A Mormon television star stands in front of the Lincoln Memorial and calls American Christians to revival. He assembles some evangelical celebrities to give testimonies, and then preaches a God and country revivalism that leaves the evangelicals cheering that they’ve heard the gospel, right there in the nation’s capital.

The news media pronounces him the new leader of America’s Christian conservative movement, and a flock of America’s Christian conservatives have no problem with that.

If you’d told me that ten years ago, I would have assumed it was from the pages of an evangelical apocalyptic novel about the end-times. But it’s not. It’s from this week’s headlines. And it is a scandal.

And then Moore writes,

Too often, and for too long, American “Christianity” has been a political agenda in search of a gospel useful enough to accommodate it. There is a liberation theology of the Left, and there is also a liberation theology of the Right, and both are at heart mammon worship. The liberation theology of the Left often wants a Barabbas, to fight off the oppressors as though our ultimate problem were the reign of Rome and not the reign of death. The liberation theology of the Right wants a golden calf, to represent religion and to remind us of all the economic security we had in Egypt. Both want a Caesar or a Pharaoh, not a Messiah.


It’s sad to see so many Christians confusing Mormon politics or American nationalism with the gospel of Jesus Christ. But, don’t get me wrong, I’m not pessimistic. Jesus will build his church, and he will build it on the gospel. He doesn’t need American Christianity to do it. Vibrant, loving, orthodox Christianity will flourish, perhaps among the poor of Haiti or the persecuted of Sudan or the outlawed of China, but it will flourish.

Any thoughts?


Courtney said...


To me, there are two issues presented in your post and repost of the Moore column.

First. Glenn Beck is Mormon, however, he does not speak for members of our church. I've been extremely angry about the number of posts, tweets, facebook posts that reference Mr. Beck's religion. If you know a bit about the organization of our church, it should be clear that does not "lead" our church in any capacity. And to me, his denomination is irrelevant.
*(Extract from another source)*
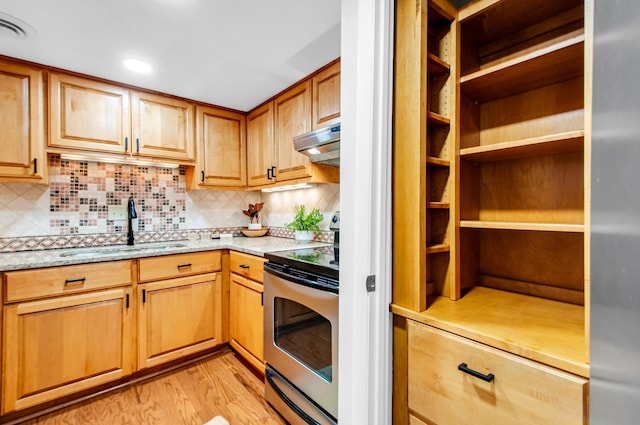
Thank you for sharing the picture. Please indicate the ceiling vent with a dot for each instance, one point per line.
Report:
(13, 27)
Our church as a whole does not mix politics and religion. You won't come to our service and hear any one particular party or candidate endorsed. So to say "mormon politics" is a gross misstatement.

As to the second point, which to me has no relation to whether Beck is Mormon or not--this idea that Moore puts forth about mammon worship falling either to the right or to the left of the politicla spectrum, well that's not new. The best way to gain control over people is to divide them, and forcing us into specific, narrowly defined categories that are based on one or two political idea (i.e. i'm pro-life, i'm big government, i'm against taxes) has always marginalized and separated people from having real political discussions. So I get Moore's point, I tend to agree with it.
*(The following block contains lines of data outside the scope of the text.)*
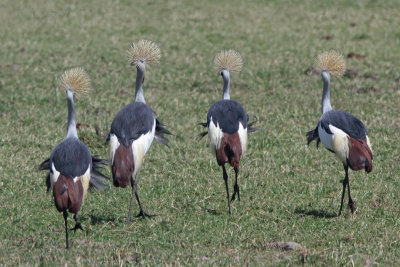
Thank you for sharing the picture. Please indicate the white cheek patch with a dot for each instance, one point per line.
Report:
(243, 137)
(54, 174)
(326, 138)
(215, 135)
(114, 144)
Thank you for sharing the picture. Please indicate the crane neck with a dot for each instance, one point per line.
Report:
(139, 97)
(71, 130)
(326, 95)
(226, 88)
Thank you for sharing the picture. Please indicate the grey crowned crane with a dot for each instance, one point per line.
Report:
(227, 122)
(135, 126)
(339, 131)
(71, 166)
And then I'm not sure what you are saying at the end. I love what you are doing with Neighborhood Church, I respect your ideas and your values, but what is this idea of orthodox Christianity, American Christianity? What does it matter so long as we worship Christ as our savior and try to live our lives on this earth following his model?

Or who cares what denomination Beck is. It is more important to talk about how politicians and celebrities hijack the language of the Bible, and the words of Christ for their own purposes?

Mark (aka pastor guy) said...

Robert - I also liked Moore's column... thanks for linking to it.

I think the major question for those of us who are evangelicals is whether Beck (and many other folks) are calling us to repentance & revival empowered & instigated by Christ or if they are simply attempting to create a groundswell of civic religion that mixes Judeo-Christian values, Biblical language & American patriotism. Sadly, I think the second option is more likely.

Robert said...


Thanks for your comments, and sorry I'm just now reading them. First, I should have put quotes around "even though he's a Mormon." That's simply what the lady said to me.

Second, I have no problems with Glenn Beck being a Mormon. My issue is just with the fact that for many people, politics gets infused with the gospel and becomes the solution (and often salvation) to all of life's many problems. It seems that we agree on that issue. This happens no matter the denomination or religion, and I think it makes much of the problems worse. I think that's what Moore is saying in that last paragraph I quoted.